Comparing the weather of Iceland to the weather in Hawaii is a bit more of a stretch, but the tall mountain peaks on both islands are large enough to affect the weather in the same way. There’s always something magical about seeing misty fog and rain hugging rugged mountaintops off in the distance.
No, you’re not going to freeze to death in Iceland in the middle of October
Don’t let the word “ice” in Iceland fool you. I’m actually quite disappointed to tell you that I didn’t even see one crystal of natural of ice during my three day stay. The temperature in Reykjavík was hovering just above freezing the entire time, and the only precipitation that I did see was rain. Quite a lot of it actually, and much of it was horizontal thanks to the high winds.
I had never in my life ventured this far north of the Equator so late in the year and I honestly didn’t know what to expect. All I had were visions of ice hotels for accommodations and dogsled teams as the primary mode of transportation – if I’m being honest, that’s kind of something that I have to be in the right mindset for. It’s not easy to get me (a warm weather guy) to that level!
Anyway, the point of this entire post is just to let you know that traveling to Iceland in the middle of October is not a completely stupid idea and this trip worked out pretty well for me actually. Everything is open, the shops and stores are thriving, and the weather is fairly decent if you don’t mind a little rain.

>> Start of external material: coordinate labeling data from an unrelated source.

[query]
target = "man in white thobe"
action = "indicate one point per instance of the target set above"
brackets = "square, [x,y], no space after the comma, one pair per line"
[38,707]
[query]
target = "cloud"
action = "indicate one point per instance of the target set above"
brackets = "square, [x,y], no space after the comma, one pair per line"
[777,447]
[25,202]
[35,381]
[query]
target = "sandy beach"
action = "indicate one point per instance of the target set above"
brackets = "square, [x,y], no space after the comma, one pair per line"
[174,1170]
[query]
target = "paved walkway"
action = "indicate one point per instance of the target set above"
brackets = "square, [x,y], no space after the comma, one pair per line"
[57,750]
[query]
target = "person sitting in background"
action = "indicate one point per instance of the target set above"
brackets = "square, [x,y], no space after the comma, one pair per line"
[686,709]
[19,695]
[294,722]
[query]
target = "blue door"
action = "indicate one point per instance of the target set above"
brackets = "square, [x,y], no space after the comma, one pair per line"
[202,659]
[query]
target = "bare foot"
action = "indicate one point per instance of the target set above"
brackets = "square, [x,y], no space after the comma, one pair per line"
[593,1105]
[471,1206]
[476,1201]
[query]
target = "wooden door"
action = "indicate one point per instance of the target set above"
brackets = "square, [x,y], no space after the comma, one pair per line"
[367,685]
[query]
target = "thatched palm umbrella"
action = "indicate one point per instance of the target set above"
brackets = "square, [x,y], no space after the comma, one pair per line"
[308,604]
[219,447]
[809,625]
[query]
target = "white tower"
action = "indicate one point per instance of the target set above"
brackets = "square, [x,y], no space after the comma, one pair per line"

Is October the best month to go to Iceland? Not by a long shot! It’s such a unique place that it’d be foolish not to experience it in both of it’s amazing extremes. Go in the middle of January if you want to experience a winter wonderland of glaciers, ice hotels, and cold temperatures brutal enough to flash-freeze any exposed skin solid in seconds. The summertime is when you want to go for outdoor activities such as hiking and camping.
October isn’t all that bad though – you’ll likely get really good deals on airfare (just as I did), and you’ll still get to experience much of what Iceland has to offer. Not totally everything, but enough to say that you’ve seen the place and got a really good sense of what it’s all about.